L'article 14 de ce projet de loi est également un texte important car il permettra de moderniser l'organisation de nombreuses professions, je pense notamment à la profession d'avocat, en atténuant les obstacles fiscaux qui constituaient autant de freins à la restructuration de ces professions. Qu'il me soit permis, là encore, de saluer l'excellent travail d'un parlementaire, je pense à votre collègue Henri Nallet, dont le diagnostic et les réflexions m'ont permis, avec l'active collaboration d'Elisabeth Guigou, de vous présenter ce texte très positif pour les professions non commerciales.
Ce projet de loi de finances rectificative comporte également deux nouvelles étapes dans l'amélioration des relations entre l'administration fiscale et ses usagers sur deux plans très différents mais, je crois, complémentaires. D'abord, parce qu'il comporte le dispositif juridique qui permettra à tous les Français, dès l'an prochain, de déclarer leurs impôts, et notamment l'impôt sur le revenu, par Internet. Cette possibilité n'était jusqu'à présent ouverte qu'aux professionnels et je suis fier d'être le ministre de l'économie, des finances et de l'industrie qui, le premier, étendra cette facilité à tous les contribuables.
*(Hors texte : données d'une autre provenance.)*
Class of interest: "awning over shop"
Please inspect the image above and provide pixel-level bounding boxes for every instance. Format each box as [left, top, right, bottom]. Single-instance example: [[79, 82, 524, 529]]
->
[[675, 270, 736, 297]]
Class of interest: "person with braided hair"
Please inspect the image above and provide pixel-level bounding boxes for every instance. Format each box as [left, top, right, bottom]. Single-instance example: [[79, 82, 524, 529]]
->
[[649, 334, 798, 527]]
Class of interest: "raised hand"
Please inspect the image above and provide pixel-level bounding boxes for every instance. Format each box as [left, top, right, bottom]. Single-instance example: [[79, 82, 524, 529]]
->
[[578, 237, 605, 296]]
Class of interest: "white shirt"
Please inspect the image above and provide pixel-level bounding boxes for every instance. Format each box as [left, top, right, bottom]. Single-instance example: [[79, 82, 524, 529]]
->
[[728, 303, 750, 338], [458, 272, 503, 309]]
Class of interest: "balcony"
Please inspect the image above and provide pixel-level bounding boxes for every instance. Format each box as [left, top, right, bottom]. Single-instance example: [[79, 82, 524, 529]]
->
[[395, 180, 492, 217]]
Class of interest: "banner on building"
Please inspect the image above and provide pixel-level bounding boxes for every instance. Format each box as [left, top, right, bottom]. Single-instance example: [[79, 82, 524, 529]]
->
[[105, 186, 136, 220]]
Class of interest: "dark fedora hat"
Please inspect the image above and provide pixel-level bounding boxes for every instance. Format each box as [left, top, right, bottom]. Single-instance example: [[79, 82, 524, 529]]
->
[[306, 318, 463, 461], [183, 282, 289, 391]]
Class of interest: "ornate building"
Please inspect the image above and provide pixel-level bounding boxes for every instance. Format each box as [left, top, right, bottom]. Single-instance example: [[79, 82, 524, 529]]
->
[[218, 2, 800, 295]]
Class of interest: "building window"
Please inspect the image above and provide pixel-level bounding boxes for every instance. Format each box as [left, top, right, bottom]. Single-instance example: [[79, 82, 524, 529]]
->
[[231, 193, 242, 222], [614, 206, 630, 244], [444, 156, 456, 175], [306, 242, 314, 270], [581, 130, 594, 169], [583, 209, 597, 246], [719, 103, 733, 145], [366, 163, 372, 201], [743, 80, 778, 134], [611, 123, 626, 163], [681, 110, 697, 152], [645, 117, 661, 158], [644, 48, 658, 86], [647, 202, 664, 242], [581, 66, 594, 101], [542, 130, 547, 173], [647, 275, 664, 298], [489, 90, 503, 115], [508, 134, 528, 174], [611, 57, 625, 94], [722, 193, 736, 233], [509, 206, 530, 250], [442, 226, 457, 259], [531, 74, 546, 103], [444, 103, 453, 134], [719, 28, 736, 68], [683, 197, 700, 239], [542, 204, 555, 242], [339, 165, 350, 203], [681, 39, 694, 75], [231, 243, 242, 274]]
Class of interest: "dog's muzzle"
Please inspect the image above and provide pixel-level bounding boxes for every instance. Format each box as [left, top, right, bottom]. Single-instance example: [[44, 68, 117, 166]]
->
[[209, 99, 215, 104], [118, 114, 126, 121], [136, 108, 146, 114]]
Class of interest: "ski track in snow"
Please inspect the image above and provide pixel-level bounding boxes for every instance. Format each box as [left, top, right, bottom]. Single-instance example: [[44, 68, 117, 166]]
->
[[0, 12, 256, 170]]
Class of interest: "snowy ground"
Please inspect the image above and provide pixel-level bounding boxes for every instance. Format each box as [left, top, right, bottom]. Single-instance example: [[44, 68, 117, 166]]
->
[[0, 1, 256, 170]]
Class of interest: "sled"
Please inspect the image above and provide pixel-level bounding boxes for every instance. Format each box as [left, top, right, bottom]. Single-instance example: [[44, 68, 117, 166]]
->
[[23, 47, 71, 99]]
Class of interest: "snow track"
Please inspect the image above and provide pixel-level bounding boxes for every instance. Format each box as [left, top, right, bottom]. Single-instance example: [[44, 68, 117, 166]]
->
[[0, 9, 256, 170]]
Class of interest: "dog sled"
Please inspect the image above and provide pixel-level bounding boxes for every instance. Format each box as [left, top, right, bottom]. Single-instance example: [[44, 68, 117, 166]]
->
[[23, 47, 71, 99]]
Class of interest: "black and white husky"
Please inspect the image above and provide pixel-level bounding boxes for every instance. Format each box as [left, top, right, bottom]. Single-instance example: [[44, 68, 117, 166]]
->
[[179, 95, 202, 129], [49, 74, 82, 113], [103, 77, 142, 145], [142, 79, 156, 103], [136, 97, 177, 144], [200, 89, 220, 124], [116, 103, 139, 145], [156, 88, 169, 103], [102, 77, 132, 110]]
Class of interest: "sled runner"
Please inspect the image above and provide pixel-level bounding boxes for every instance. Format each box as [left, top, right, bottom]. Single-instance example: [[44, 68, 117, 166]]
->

Ensuite, parce que l'article 19 de ce texte prévoit d'obliger l'administration à motiver toutes les pénalités fiscales mises à la charge des contribuables : ce n'était pas le cas jusqu'à aujourd'hui et je crois que c'est un important progrès de l'état de droit que de permettre au citoyens de connaître les motifs qui fondent les pénalités fiscales.
Enfin, le texte qui vous est soumis comporte une importante réforme des contrats d'assurance vie investis en actions, dits contrats DSK, qui autorise l'investissement des sommes figurant sur ces contrats en titres de sociétés ayant leur siège dans l'Union européenne. Le Gouvernement vous proposera de compléter cette réforme par voie d'amendement en modernisant le plan d'épargne en actions afin de neutraliser l'effet des restructurations intra-européennes pour les petits porteurs.
Voici les grandes lignes de ce projet de loi de finances rectificative dont nous allons débattre et que je vous invite, à l'issue des discussions, à adopter.